The deforestation effects of individual projects
An ex-ante evaluation of deforestation caused by infrastructure projects is crucial for infrastructure planning. First, it helps to determine the potential cost-benefit of different projects under analysis, improving project selection. Second, it helps to map the localities potentially affected by a project, guiding consultations with the local populations and the implementation of mitigation measures.
As an example, we build a counterfactual scenario for the construction of the Ferrogrão railroad (Figure 4). Ferrogrão’s construction is meant to facilitate the logistics of producers from the state of Mato Grosso. In 2020, Mato Grosso was responsible for 15% of Brazil’s agricultural output, exporting 70% of its production using ports located more than 2,000 kilometres from the state. Ferrogrão’s construction will reduce transportation costs considerably by enabling these producers to export through closer ports in the North of Brazil.
We modify our transportation network to include the proposed railroad and use our estimates to compute its effects on deforestation. We find that the Ferrogrão construction is expected to increase total deforestation by 400 km2 in the following decade. Figure 3 shows this deforestation footprint, which is not concentrated in municipalities immediately along the railroad, being dispersed in municipalities throughout the mid-north of the state of Mato Grosso.

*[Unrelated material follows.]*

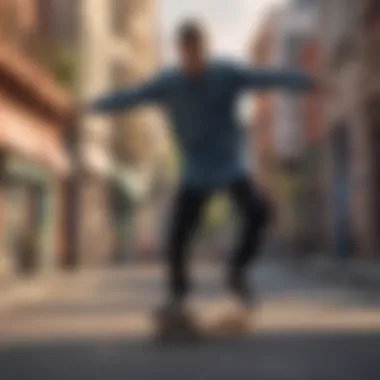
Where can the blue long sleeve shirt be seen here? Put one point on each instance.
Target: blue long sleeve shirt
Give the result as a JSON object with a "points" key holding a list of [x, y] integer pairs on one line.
{"points": [[202, 112]]}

Assuming a forest carbon stock of 48,510 total carbon dioxide (tCO2) per km2 and a carbon price of US$ 5 per tCO2, we find that this deforestation will generate an environmental cost of $97 million. This is a lower bound of the true environmental cost as it does not consider other ecosystem services and uses a carbon value that is far from recent estimates of the social cost of carbon, usually starting at $50 (EPA 2016).
Figure 4: Ferrogrão and deforestation
Notes: This figure shows the location of the proposed Ferrogrão railroad (A) and its predicted deforestation footprint (B).
Conclusion
The comprehensiveness and flexibility of our transportation network allow for studying a wide range of counterfactuals, such as the effects of building roads, the effects of regulations (e.g. price controls or taxes on specific types of transportation modes), and the effects of inefficiencies (e.g. heterogeneity times to process trans-shipment in different ports).
Brazil will face important decisions on infrastructure building in the Amazon region for the coming years. It is crucial to develop tools to map the environmental costs of infrastructure projects and the people affected by them. Better tools create better public policies and advance our knowledge of the drivers of deforestation in the tropics (Assunção et al. 2020, 2022, 2023, Souza-Rodrigues 2019, Burgess et al. 2019, Araujo et al. 2020, Bragança and Dahis 2022). Our results highlight the importance that infrastructure investments have on deforestation and the importance of accounting for general equilibrium effects.